Su quella intercettazione i consulenti tecnici e gli investigatori della Mobile ci hanno lavorato a fondo, l’hanno ascoltata e riascolta; hanno utilizzato gli strumenti tecnici più moderni e l’hanno depurata di tutte le interferenze, rispettando le richieste del procuratore capo di Reggio Calabria, Giuseppe Pignatone. «E’ stato richiesto alla Squadra mobile di Reggio Calabria – scriveva Pignatone in una missiva alla Commissione antimafia – un’ulteriore attività investigativa su tutte le persone e i fatti che emergono o emergeranno dalla conversazione in esame».

L’appello del vescovo Morosini: «La guardia resti alta»

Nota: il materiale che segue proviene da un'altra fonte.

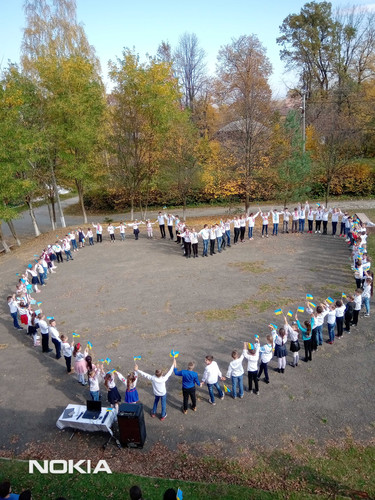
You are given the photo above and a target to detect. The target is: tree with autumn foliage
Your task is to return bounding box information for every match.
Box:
[216,35,271,211]
[22,0,105,226]
[110,49,180,219]
[271,110,311,205]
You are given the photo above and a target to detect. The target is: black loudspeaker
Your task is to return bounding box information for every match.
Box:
[117,403,146,448]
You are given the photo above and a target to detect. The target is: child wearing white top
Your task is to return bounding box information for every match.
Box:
[352,288,362,326]
[134,359,176,421]
[336,300,345,339]
[284,316,301,368]
[275,328,288,373]
[247,212,260,240]
[257,333,274,384]
[326,303,336,344]
[242,339,259,396]
[60,335,74,373]
[201,355,225,406]
[107,224,116,243]
[190,227,199,259]
[362,278,372,317]
[227,350,244,399]
[259,208,271,238]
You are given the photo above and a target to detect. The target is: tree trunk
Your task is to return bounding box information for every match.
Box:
[51,160,66,227]
[7,220,21,247]
[26,198,42,236]
[182,194,186,222]
[46,196,56,231]
[130,196,134,220]
[49,190,56,227]
[0,221,10,253]
[75,179,87,224]
[325,182,331,208]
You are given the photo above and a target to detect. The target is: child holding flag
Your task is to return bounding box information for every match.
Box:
[226,350,246,399]
[201,355,225,406]
[174,361,201,415]
[243,338,259,396]
[257,334,276,384]
[134,358,176,421]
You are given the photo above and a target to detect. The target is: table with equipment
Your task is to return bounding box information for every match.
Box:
[56,404,121,448]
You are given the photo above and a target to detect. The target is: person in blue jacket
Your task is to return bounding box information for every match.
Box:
[174,360,201,415]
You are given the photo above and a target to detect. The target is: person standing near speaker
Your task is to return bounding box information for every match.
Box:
[116,371,139,404]
[134,359,176,421]
[174,361,201,415]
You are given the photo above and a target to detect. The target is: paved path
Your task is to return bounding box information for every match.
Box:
[0,223,375,458]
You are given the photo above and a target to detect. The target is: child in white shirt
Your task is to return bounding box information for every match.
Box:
[227,350,244,399]
[242,339,259,396]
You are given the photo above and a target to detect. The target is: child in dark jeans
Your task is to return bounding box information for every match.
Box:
[174,361,201,415]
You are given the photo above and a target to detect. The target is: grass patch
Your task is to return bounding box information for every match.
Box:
[228,260,273,274]
[0,444,375,500]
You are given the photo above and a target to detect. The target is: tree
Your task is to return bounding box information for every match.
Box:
[162,111,201,220]
[216,35,271,210]
[276,2,338,97]
[306,105,362,205]
[110,49,180,218]
[0,64,40,241]
[173,33,207,112]
[272,110,311,206]
[22,0,104,227]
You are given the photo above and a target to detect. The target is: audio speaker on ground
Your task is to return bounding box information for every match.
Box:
[117,403,146,448]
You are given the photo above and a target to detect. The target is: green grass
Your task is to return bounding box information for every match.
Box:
[0,457,296,500]
[0,442,375,500]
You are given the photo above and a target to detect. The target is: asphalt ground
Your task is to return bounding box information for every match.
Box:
[0,221,375,456]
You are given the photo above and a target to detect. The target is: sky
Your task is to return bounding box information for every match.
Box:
[0,0,375,98]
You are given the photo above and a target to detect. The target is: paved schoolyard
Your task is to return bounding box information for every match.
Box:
[0,225,375,456]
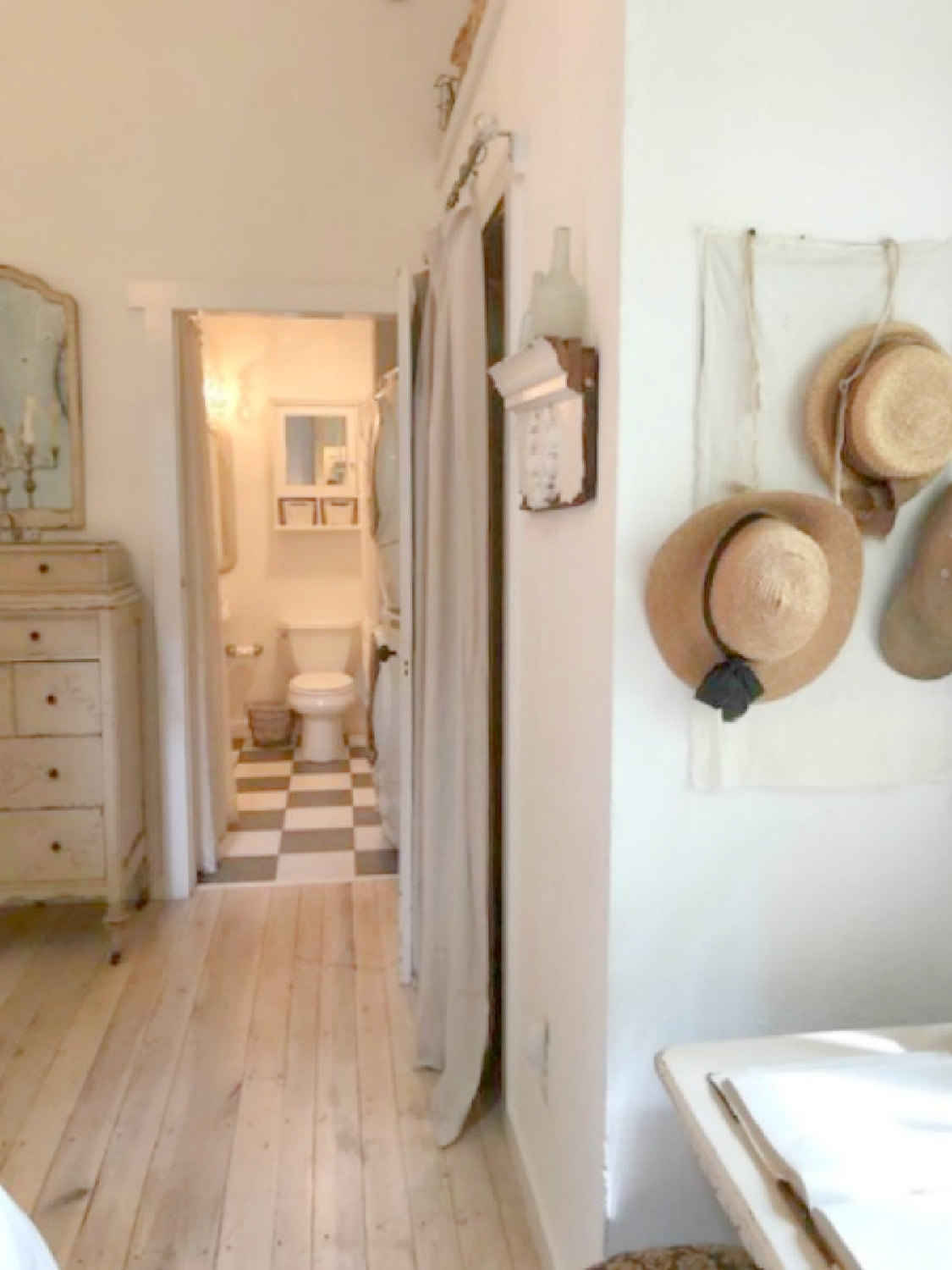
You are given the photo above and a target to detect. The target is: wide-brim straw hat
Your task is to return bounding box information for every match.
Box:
[880,488,952,680]
[647,492,863,718]
[805,323,952,536]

Numerosi i cittadini che hanno partecipato alla giornata di commemorazione del vice presidente del consiglio regionale della Calabria, Francesco Fortugno, in particolare che hanno preso parte alla santa messa, celebrata dal vescovo della Diocesi di Locri – Gerace, Monsignor Giuseppe Fiorini Morosini. Una celebrazione che ha reso il senso del raccoglimento e del ricordo della famiglia.
Una commemorazione che, come ha sottolineato la vedova, Maria Grazia Laganà, nella mattinata, «significa oggi, dopo questi sei anni, andare oltre il semplice ricordo. Fosse solo per quello, naturalmente, nei miei figli e in me prevarrebbe il desiderio di vivere questo momento, per noi sempre molto doloroso, nella maniera più intima possibile».
«Ma c’è un’altra esigenza, più importante, che noi avvertiamo il dovere di contribuire a soddisfare, tenere alta la guardia sui temi del contrasto alla criminalità organizzata e ai poteri forti, della giustizia, dell’agibilità democratica di una regione che, come ha ricordato Papa Benedetto XVI, vive in condizione di perenne emergenza».
Il vescovo della diocesi di Locri – Gerace, Giuseppe Fiorini Morosini, nell’omelia ha puntato l’attenzione sulla necessità di vivere nell’ottica della fede e della resurrezione, chiedendo alla famiglia di mantenere salda la fede e a tutti i presenti di dare un senso a questi eventi, se si vuole bene a questo territorio: «Se non ci fosse questo sguardo che va oltre, verso la resurrezione, sarebbe una celebrazione vuota. Si deve ricordare il passato avendo la consapevolezza che questa persona vive in Dio». Ricordando un episodio della propria vita, la perdita della sorella, ha sottolineato come, di fronte al dolore di una perdita, la fede di una persona, può vacillare, cosa della quale il prelato dice di non dover avere vergogna, qualcosa di naturale.
«Il cristiano che guarda nell’ottica della fede, sa che il male, nonostante l’iniziale morsa, non vince. Il silenzio della tomba dura poco, poi la forza di Dio riprende vigore».